2. I am hopelessly lost and need to rebuild the whole thing with the correct carb kit apparently.

3. The vehicle is running lean right now, this could be why. I noticed the screw in my parts bucket a day ago. I put the carb back together a long while ago. Obviously I missed that particular screw. :doh:

Sigh, back to the carb....

I also have available to me ANOTHER "F" carb. Perhaps I should just rebuild that one using one of Jim's "complete" carb kit? Probably makes sense.
 
65swb45 said:
As usual, Pin_Head's explanation is pretty good.:) Two things to note tho. The first you probably already discovered. Under your stopper [the aluminum plug] above the accel pump discharge nozzle, you have a brass counterweight, not a spring, as Charlie indicated. The spring is used on the 2F carbs, the brass counterweight on the F....
Does that make sense?

Mark A.

<Slight hijack, my apologies...>

Mark:

When rebuilding my (2F) carb awhile back, my little spring went "poing" into the lawn.:doh: . I put in a counterweight setup like in the F carbs. Seems to work OK, do you see any problem with that?

<end hijack>
 
surfpig said:
<Slight hijack, my apologies...>

Mark:

When rebuilding my (2F) carb awhile back, my little spring went "poing" into the lawn.:doh: . I put in a counterweight setup like in the F carbs. Seems to work OK, do you see any problem with that?

<end hijack>

Nope, not in this case. Form follows function. The functions here are simple: to provide a limited range of motion for the check ball, some means to 'help' the checkball return to the bottom of the chamber, and some means to seal the chamber. If the parts do the job, then........they do the job.

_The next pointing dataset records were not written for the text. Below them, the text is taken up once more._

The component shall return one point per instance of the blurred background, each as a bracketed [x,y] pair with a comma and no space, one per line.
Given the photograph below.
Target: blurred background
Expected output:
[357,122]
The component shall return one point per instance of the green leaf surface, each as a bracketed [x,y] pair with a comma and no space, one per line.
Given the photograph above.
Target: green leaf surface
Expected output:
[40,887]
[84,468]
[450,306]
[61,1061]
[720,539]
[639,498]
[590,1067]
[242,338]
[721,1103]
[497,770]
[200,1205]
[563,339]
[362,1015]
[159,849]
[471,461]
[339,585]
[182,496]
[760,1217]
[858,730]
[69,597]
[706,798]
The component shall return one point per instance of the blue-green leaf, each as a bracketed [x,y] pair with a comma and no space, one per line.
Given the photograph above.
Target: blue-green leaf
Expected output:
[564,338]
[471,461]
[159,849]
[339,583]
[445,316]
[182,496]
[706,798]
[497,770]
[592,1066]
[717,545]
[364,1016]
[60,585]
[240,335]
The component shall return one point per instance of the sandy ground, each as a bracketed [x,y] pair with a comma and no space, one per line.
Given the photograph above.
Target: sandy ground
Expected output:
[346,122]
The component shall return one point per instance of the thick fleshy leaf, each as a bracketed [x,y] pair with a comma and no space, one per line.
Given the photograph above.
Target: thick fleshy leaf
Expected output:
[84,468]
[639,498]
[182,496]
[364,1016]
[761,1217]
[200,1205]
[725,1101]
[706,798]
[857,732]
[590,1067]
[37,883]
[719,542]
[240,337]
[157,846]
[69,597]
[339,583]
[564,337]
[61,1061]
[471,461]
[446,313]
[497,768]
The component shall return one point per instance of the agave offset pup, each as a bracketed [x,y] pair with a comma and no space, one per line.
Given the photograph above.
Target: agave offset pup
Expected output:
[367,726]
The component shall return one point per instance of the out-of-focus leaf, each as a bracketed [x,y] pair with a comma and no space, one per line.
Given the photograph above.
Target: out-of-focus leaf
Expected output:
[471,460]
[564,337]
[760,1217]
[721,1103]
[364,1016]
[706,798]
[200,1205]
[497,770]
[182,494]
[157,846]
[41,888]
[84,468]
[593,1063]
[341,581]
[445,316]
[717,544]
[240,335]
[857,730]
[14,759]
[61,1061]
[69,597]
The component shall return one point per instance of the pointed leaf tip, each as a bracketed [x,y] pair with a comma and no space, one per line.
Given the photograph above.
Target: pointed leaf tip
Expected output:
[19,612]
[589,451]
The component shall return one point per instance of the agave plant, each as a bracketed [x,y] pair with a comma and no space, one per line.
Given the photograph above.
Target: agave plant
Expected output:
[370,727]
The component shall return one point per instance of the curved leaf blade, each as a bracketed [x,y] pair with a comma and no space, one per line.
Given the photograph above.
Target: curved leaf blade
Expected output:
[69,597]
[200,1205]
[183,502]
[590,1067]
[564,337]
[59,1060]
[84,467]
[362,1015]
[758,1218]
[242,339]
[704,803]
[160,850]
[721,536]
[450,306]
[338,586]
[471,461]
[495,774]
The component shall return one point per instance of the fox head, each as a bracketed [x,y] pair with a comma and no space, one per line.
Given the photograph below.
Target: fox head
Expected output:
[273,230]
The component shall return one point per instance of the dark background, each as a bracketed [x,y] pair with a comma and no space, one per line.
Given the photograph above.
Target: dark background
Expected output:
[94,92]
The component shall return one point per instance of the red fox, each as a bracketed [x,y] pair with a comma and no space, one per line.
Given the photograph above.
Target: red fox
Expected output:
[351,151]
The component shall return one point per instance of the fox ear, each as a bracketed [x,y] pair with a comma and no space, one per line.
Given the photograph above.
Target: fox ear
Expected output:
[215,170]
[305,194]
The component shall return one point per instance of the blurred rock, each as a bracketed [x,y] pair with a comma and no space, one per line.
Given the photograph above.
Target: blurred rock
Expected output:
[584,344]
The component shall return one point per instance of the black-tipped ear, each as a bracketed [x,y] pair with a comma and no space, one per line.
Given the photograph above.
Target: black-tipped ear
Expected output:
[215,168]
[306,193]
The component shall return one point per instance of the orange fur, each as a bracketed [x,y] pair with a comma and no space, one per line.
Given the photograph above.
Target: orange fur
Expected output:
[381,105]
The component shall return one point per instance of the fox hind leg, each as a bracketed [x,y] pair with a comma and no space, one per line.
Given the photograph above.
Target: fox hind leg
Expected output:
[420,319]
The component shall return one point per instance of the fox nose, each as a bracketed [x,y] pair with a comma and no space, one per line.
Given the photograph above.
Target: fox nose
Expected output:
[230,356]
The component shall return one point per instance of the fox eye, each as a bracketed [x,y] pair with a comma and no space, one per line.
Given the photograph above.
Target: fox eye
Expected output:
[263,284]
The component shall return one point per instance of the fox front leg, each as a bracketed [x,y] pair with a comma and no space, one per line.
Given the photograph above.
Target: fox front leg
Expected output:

Note: it is becoming more prevalent to see F type counterweights and stoppers in 2F carbs because the spring that was used in the 2F carbs is no longer available from the dealer. IIRC, Jim C. noted this on a thread I saw about a year ago.
 
Hey Guys,

I saw this old 72 carb rebuild thread between TheIglu and Pinhead and wanted to follow up on a similar question.

I'm rebuilding the stock carb on my 73 FJ40. The "aluminum plug" noted by TheIglu I believe is called a "stopper" according to the FSM & sites like sor. In my carb, it appears the stopper was not installed. At least it isn't obvious if it is. On my carb, the hole it goes into appears empty except for a small sleeve or other installed about a half inch into the hole. So on mine I basically have the gasket at the top and nothing else. Immediate below the gasket is a small brass nozzle. Let me know if a picture will help and I can post.

TheIglu posted a picture of the stopper, but the image has been removed as it was 4+ years ago. Does someone have a top down picture of the stopper -- ideally installed in the carb? I know that sor has a diagram, but it isn't obvious what it looks like top down and installed. I'm planning to order a new stopper & discharge weight to look at it first hand, but thought someone might have an image of one first.

Second question: How would it impact the running of the FJ with the stopper and discharge weight out as this is how the PO had it set up. I can't speak to how it ran before as the cruiser was not running when I got it.

thanks,
Brian
 
Go raid a toyota carb at the junkyard. lots of parts are interchangable.as noted above, the spring and ball are more common to modern carbs which you will find more easily in the junkyard.
 
Thanks for the response Cruiserbrett. Getting another carb is a great idea for parts and for comparison.

In the mean time, any chance you or others have a picture of what the stopper looks like when installed into the carb? Again, I'm not 100% sure mine isn't already installed and I just can't get it out; or, it was simply never reinstalled by PO when rebuilt last.